Раньше я не любил убивать. Когда в детстве все мальчишки издевались над кузнечиками, а особо смелые мучали кошек и собак, я заступался за бедных животных, за что нередко оказывался побитым. Жизнь — это святой дар, которым никто не в праве распоряжаться, кроме его хозяина…
23 мин, 51 сек 1004
Иными словами, каждый сам является хозяином своей жизни. Так я думал тогда, и думал еще на протяжении нескольких лет. Но с тех пор в моей жизни произошло много разных событий, повлиявших не только на мое мышление, но и на отношение к жизни. Когда кто-то сверху приказывает тебе перерезать горло десятилетнему мальчику, у тебя есть только два варианта: подчиниться и выполнить приказ, или воспротивиться, повернуться лицом к тому ничтожеству, которое отдало такое бесчеловечное распоряжение. Первый вариант лишает тебя частички души, второй приводит к неминуемой смерти от рук товарищей и граждан твоего же государства. Конечно, ты можешь сказать «нет», потом достать Люгер и сделать пару выстрелов по своим, возможно смертельных. В любом случае, рано или поздно, тебя найдут и уничтожат. И останется только молиться, чтобы смерть была легкой и быстрой.

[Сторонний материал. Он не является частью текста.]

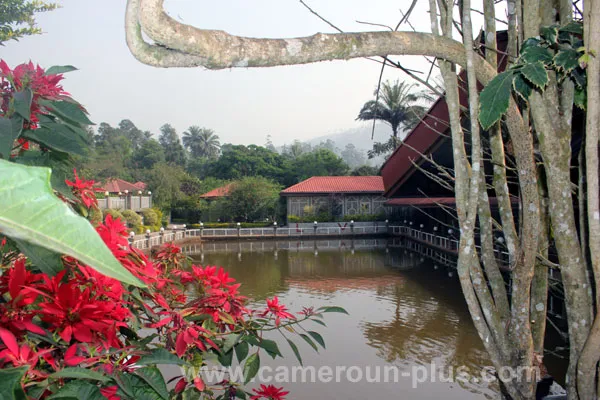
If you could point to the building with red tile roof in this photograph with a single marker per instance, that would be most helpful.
(217, 193)
(122, 186)
(336, 196)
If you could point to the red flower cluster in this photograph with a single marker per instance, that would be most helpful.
(32, 77)
(84, 190)
(269, 392)
(278, 310)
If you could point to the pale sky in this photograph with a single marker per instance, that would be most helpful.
(241, 105)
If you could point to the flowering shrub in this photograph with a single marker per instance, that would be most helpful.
(82, 334)
(69, 331)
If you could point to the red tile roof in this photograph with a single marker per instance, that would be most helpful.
(337, 184)
(222, 191)
(119, 185)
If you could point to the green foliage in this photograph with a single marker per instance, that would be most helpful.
(26, 190)
(151, 217)
(558, 49)
(365, 170)
(113, 213)
(133, 219)
(17, 18)
(252, 199)
(321, 162)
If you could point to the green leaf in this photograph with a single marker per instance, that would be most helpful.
(80, 373)
(10, 130)
(30, 211)
(333, 309)
(580, 98)
(317, 337)
(10, 383)
(136, 387)
(241, 351)
(295, 350)
(60, 69)
(534, 54)
(572, 27)
(160, 356)
(46, 260)
(579, 77)
(251, 367)
(522, 87)
(494, 99)
(271, 348)
(550, 33)
(22, 103)
(225, 359)
(58, 137)
(230, 341)
(536, 74)
(309, 341)
(70, 111)
(566, 60)
(154, 378)
(78, 390)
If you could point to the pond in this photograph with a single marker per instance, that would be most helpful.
(409, 334)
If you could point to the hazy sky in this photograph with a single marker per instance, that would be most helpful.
(240, 105)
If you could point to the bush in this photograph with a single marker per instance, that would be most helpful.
(113, 213)
(133, 219)
(150, 217)
(95, 216)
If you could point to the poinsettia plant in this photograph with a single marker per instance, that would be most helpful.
(84, 315)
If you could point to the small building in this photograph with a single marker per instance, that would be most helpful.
(336, 197)
(217, 193)
(122, 195)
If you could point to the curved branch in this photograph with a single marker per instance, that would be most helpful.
(222, 50)
(154, 55)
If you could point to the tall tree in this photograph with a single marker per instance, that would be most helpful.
(201, 142)
(17, 18)
(558, 66)
(169, 140)
(397, 105)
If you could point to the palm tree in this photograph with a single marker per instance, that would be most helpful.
(397, 106)
(201, 142)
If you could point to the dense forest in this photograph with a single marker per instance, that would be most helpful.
(179, 168)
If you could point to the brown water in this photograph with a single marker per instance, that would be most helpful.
(407, 315)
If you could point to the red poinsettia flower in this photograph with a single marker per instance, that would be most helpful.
(269, 392)
(84, 190)
(276, 309)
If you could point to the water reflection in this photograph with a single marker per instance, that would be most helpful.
(403, 312)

Возможно, потому что своей смерти я боялся куда больше, чем смерти чужих, незнакомых мне людей, в тот первый раз, после недолгих раздумий я выбрал именно первый вариант. Я не знаю, как звали того парнишку, но его взгляд (эти животные не позволили даже накинуть на его голову мешок), взгляд полный абсолютной ненависти и презрения и совсем чуть-чуть — страха, я вспоминаю каждый раз, когда закрываю глаза перед сном. Еще час назад он бегал по полю и, несмотря на творящийся в мире хаос, радовался жизни, мечтая стать солдатом, защищающим свою родину. А мой палец, спустивший курок пистолета, в одно мимолетное мгновение отправил смертоносную пулю ему в голову, навсегда остановив молодое сердце, а вместе с ним и юные светлые мечты. Он был первым, но после было много других: как взрослых, так и детей. Сначала я считал каждого, в глубине души глупо надеясь, что этот подсчет как-то поможет избежать того ада, который я непременно заслужил. Когда их стало слишком много, я стал считать только детей, но и их количество росло с таким быстрым темпом, что я вскоре сбился со счета и, в конце концов, смирился со своей участью вечных мук в преисподней. А взгляд того мальчишки до сих пор всплывает в моей памяти за секунды до сна. Как я уже говорил, первый вариант лишает тебя частички души. У меня души больше не осталось. Слишком часто я выбирал первый вариант. Однако, как известно, наши действия не всегда исходят от души или разума — зачастую мы делаем неосознанный выбор, не подкрепленный какими-либо доводами или убеждениями. Если хотите, считайте это моей версией теории хаоса. Именно из-за нее в тот день произошло нечто, кардинально изменившее мою жизнь.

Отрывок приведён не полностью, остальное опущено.